Abstract

This study assessed the effect of surface conditioning methods and ceramic primers on the repair strength of resin-composite to zirconia-veneering ceramic with different defect sizes. Zirconia (IPS e.max ZirCAD) (n = 30) and veneering ceramic (Creation) (n = 30) alone acted as control groups. In the 1st part of the study, zirconia was silica-coated (SC) and treated with 3 different ceramic primers (Monobond Plus + Helibond (MBP), Clearfil Ceramic Primer Plus (CCP), Z-Prime Plus (ZPP)). Feldspathic ceramic was etched with 9.6% hydrofluoric acid (HF) and primed. After repairing with resin-composite (Empress Esthetic) and testing for shear bond strength (SBS), the best performing adhesive system (MBP) for both substrates (N = 60, n = 10 per group) was tested for defect sizes of (a) 3.2, (b) 4, (c) 5 mm with zirconia (diameter: 1.7 mm) being in the center (N = 60, n = 10 per group).

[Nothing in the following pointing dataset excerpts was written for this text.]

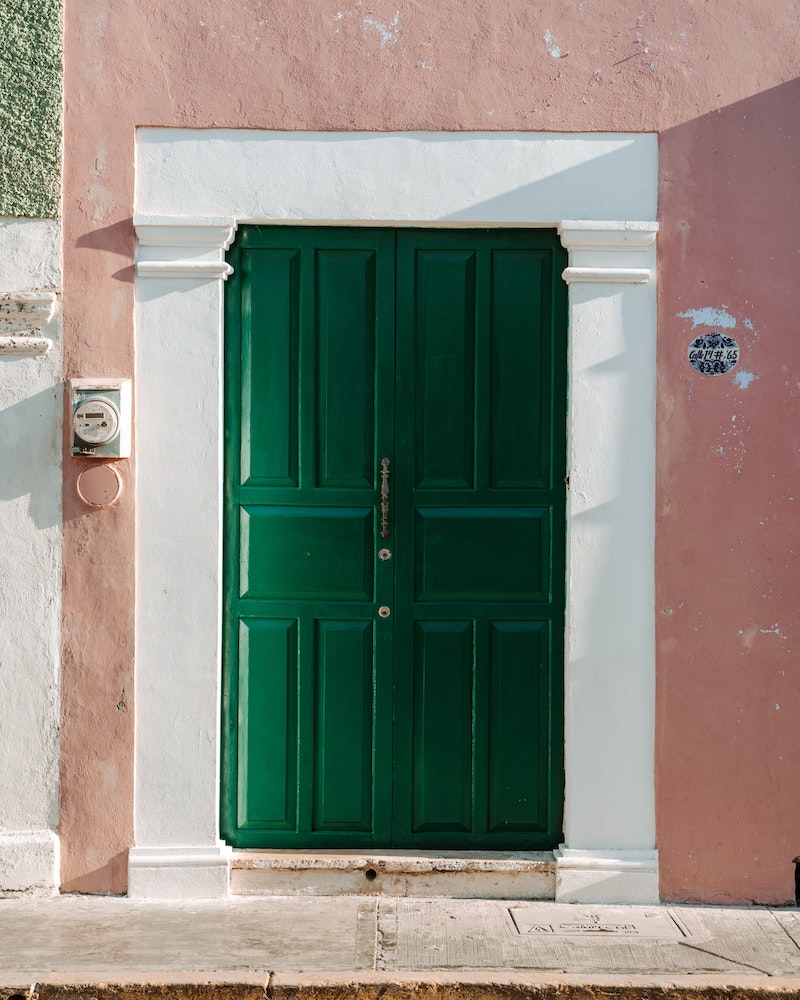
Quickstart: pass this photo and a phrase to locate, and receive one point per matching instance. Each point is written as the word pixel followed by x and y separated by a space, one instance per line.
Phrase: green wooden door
pixel 438 726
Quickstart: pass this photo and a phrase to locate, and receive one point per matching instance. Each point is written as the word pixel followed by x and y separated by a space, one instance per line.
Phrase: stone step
pixel 455 874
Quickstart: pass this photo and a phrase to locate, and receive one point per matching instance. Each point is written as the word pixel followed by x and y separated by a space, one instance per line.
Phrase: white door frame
pixel 192 190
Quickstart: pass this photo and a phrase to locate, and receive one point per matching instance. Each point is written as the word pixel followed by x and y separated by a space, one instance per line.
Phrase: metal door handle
pixel 384 498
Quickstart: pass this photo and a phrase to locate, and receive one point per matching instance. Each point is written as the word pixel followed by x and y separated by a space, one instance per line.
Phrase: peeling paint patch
pixel 709 316
pixel 387 30
pixel 744 378
pixel 552 47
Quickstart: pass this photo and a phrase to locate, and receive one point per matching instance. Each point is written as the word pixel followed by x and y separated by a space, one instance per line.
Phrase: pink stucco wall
pixel 715 79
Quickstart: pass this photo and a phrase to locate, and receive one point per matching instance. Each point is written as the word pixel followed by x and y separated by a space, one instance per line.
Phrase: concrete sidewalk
pixel 378 947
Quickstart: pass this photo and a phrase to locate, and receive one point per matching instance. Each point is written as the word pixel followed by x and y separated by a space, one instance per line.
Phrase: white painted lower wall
pixel 192 189
pixel 30 553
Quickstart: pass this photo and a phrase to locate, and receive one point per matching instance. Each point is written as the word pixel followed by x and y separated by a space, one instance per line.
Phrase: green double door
pixel 394 529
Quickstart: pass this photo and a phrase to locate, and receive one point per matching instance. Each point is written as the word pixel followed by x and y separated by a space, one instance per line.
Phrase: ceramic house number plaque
pixel 713 354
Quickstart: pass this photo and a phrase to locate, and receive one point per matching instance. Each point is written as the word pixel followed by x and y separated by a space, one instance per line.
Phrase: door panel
pixel 438 726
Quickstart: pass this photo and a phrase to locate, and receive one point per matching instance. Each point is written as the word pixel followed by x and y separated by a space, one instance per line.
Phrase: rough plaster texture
pixel 30 568
pixel 728 811
pixel 30 107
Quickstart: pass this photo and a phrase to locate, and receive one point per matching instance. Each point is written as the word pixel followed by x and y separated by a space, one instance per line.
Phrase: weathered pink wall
pixel 727 617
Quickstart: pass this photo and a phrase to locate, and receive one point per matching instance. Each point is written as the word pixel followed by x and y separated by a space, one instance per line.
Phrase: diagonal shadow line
pixel 726 958
pixel 785 930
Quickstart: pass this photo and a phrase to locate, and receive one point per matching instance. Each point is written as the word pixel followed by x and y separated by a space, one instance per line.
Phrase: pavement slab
pixel 101 938
pixel 391 948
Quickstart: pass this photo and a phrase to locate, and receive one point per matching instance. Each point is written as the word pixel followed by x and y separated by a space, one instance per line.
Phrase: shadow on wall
pixel 727 804
pixel 30 431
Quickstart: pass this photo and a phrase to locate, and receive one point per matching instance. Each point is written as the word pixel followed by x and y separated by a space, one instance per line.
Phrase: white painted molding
pixel 607 275
pixel 621 237
pixel 595 249
pixel 183 247
pixel 28 862
pixel 179 872
pixel 23 315
pixel 598 876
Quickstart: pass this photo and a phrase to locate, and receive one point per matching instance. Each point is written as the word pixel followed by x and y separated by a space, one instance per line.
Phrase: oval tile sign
pixel 713 353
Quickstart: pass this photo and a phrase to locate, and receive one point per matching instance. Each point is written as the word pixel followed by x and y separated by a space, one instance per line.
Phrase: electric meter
pixel 101 417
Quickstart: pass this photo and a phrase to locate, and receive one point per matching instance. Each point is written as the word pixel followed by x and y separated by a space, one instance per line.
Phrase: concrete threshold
pixel 455 874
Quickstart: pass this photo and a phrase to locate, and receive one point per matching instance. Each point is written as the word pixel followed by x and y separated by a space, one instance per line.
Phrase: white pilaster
pixel 30 553
pixel 180 269
pixel 609 825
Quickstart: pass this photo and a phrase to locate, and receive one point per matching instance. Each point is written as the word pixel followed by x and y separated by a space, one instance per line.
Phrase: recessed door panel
pixel 482 554
pixel 306 553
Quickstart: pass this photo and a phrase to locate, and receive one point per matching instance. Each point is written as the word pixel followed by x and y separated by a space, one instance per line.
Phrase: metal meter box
pixel 101 417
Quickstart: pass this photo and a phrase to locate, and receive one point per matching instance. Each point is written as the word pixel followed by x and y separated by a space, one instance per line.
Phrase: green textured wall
pixel 30 107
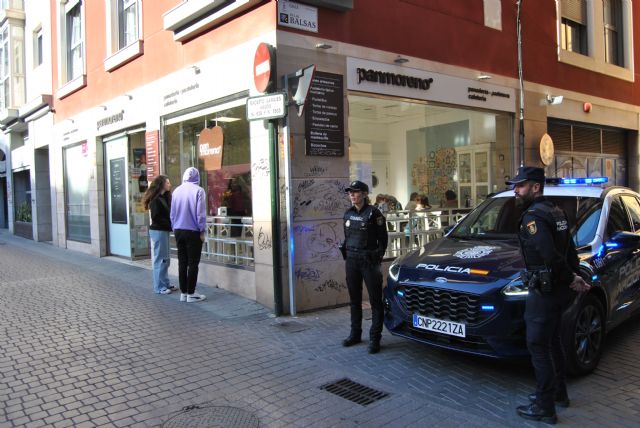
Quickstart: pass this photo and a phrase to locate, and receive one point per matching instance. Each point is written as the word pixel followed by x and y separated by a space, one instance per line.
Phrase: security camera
pixel 554 100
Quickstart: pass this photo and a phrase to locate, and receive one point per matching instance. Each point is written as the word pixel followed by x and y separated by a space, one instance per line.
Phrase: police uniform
pixel 551 260
pixel 365 243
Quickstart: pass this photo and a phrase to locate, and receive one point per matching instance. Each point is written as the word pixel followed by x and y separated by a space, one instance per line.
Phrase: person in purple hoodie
pixel 189 220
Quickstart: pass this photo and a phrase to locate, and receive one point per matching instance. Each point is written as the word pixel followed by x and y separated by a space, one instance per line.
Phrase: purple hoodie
pixel 188 203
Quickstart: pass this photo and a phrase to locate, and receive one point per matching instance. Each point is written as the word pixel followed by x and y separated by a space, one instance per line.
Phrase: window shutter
pixel 575 10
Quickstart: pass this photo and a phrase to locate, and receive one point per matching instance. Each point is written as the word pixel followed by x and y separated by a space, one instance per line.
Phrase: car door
pixel 618 262
pixel 631 294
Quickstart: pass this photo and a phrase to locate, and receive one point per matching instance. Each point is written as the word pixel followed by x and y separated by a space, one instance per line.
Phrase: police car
pixel 463 291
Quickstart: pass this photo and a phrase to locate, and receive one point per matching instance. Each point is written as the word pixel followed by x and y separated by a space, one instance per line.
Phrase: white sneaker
pixel 195 297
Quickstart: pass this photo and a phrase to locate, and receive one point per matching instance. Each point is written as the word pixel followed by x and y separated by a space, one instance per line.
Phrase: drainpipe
pixel 521 82
pixel 276 248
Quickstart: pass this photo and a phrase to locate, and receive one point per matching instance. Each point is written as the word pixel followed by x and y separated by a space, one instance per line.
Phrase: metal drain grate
pixel 353 391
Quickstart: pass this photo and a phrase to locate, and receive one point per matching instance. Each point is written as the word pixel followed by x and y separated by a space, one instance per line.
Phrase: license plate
pixel 439 326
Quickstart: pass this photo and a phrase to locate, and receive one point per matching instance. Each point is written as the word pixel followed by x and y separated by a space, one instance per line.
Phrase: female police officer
pixel 365 233
pixel 551 270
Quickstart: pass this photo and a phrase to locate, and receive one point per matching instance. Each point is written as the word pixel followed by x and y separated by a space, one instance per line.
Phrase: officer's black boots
pixel 374 346
pixel 353 339
pixel 561 399
pixel 536 413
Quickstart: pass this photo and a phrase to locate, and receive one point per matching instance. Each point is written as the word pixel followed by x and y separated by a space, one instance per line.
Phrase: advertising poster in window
pixel 324 117
pixel 118 191
pixel 152 156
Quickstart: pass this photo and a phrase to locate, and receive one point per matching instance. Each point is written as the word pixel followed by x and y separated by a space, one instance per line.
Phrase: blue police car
pixel 463 291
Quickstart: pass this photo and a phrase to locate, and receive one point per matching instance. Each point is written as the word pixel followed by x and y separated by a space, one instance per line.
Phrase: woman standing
pixel 157 199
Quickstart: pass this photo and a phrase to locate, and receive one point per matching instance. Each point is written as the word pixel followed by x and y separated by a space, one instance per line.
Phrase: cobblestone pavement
pixel 84 342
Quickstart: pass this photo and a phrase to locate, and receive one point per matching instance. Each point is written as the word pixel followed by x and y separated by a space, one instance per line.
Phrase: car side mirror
pixel 624 240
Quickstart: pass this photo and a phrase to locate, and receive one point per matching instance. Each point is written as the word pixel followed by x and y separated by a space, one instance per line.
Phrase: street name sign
pixel 270 106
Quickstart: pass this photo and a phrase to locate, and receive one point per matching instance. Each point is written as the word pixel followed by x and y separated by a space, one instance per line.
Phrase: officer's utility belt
pixel 539 279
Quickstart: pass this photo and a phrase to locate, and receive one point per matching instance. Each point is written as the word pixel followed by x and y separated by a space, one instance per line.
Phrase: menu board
pixel 324 117
pixel 118 177
pixel 152 139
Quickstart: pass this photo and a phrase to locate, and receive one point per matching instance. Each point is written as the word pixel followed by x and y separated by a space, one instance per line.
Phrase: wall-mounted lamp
pixel 400 60
pixel 554 99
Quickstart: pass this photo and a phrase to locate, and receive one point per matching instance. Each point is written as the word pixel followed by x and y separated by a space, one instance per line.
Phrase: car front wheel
pixel 584 336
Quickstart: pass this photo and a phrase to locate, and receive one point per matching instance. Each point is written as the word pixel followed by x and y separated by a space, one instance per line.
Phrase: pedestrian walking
pixel 365 233
pixel 189 220
pixel 157 199
pixel 552 271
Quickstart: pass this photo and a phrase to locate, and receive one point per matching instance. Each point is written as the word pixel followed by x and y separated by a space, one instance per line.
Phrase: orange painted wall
pixel 162 55
pixel 453 32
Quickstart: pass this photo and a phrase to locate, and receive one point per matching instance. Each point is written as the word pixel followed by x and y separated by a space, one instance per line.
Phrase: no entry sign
pixel 262 67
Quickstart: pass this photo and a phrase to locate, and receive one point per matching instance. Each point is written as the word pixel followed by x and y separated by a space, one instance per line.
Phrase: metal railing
pixel 410 230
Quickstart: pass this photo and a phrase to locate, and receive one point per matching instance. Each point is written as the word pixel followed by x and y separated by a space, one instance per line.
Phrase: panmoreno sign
pixel 388 78
pixel 401 81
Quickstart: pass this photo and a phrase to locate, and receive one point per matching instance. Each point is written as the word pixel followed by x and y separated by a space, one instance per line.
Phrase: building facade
pixel 407 96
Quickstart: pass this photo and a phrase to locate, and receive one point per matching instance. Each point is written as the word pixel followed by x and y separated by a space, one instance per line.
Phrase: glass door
pixel 117 192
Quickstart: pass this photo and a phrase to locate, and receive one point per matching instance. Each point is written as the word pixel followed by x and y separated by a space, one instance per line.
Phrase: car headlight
pixel 516 288
pixel 394 270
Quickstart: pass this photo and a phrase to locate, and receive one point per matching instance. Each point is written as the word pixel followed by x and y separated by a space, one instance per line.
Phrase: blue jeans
pixel 161 259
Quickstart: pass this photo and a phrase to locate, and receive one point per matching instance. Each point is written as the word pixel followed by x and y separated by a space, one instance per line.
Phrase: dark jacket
pixel 365 233
pixel 546 242
pixel 160 208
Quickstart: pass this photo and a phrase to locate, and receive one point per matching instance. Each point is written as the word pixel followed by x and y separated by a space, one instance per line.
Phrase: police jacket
pixel 546 242
pixel 365 233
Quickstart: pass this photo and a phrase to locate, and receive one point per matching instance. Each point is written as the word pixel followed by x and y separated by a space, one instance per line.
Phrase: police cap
pixel 527 173
pixel 357 186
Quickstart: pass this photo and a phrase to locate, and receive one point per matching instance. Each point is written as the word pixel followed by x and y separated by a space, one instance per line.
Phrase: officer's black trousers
pixel 357 271
pixel 543 317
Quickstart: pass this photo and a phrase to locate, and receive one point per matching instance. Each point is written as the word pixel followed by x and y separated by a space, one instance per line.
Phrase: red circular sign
pixel 262 67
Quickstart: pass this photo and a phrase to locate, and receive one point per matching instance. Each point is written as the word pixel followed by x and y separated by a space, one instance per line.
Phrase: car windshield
pixel 497 218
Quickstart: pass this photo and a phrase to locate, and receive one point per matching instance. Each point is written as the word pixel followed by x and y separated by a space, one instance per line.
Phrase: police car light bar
pixel 582 180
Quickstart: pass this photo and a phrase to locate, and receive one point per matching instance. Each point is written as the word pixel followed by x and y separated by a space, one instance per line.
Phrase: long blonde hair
pixel 155 188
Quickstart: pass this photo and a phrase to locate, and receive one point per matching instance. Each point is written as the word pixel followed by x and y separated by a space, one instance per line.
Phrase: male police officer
pixel 365 233
pixel 552 270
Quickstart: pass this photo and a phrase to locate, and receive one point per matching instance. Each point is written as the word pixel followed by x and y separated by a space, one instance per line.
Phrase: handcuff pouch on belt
pixel 538 279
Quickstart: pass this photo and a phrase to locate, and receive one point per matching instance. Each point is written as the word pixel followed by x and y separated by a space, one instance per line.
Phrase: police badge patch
pixel 531 227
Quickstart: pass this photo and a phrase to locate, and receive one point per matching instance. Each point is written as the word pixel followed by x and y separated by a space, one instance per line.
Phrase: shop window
pixel 77 176
pixel 455 157
pixel 124 38
pixel 225 174
pixel 584 150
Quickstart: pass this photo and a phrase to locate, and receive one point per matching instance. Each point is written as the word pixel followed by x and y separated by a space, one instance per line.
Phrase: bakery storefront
pixel 215 138
pixel 416 131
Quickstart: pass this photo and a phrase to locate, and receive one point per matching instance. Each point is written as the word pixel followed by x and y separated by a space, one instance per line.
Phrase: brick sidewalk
pixel 86 343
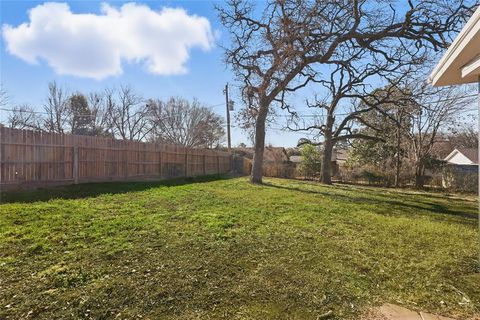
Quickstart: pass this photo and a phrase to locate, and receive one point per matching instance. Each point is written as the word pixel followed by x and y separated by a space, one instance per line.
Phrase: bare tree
pixel 24 117
pixel 101 122
pixel 437 109
pixel 282 48
pixel 179 121
pixel 4 99
pixel 56 109
pixel 127 114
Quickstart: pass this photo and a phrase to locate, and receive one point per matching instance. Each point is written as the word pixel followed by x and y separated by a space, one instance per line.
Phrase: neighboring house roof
pixel 271 154
pixel 461 63
pixel 296 159
pixel 463 156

Half of the specimens were repaired employing HFSC and the other half with SCHF. The specimens were stored in distilled water (37 °C, 24 h) and thermocycled (5–55 °C, 5000 cycles). The resin-substrate interface was loaded under shear force (1 mm/min). Data (MPa) were analyzed using two-way ANOVA and Tukey’s tests (α = 0.05). In the 1st study, MBP resulted in significantly higher SBS (MPa) for both zirconia and veneering ceramic (Zirconia: 14.2 ± 3.6; Veneer: 11.0 ± 3.7), compared to those of CCP (Zirconia: 9.4 ± 2.2; Veneer: 7.5 ± 3.4) and ZPP (Zirconia: 5.0 ± 0.9; Veneer: 5.9 ± 2.1) (p < 0.01). Neither the size of the defect (p > 0.05) nor repair sequence showed a significant effect (p > 0.05) on the repair bond strength with mainly mixed type with cohesive fracture in the veneering ceramic.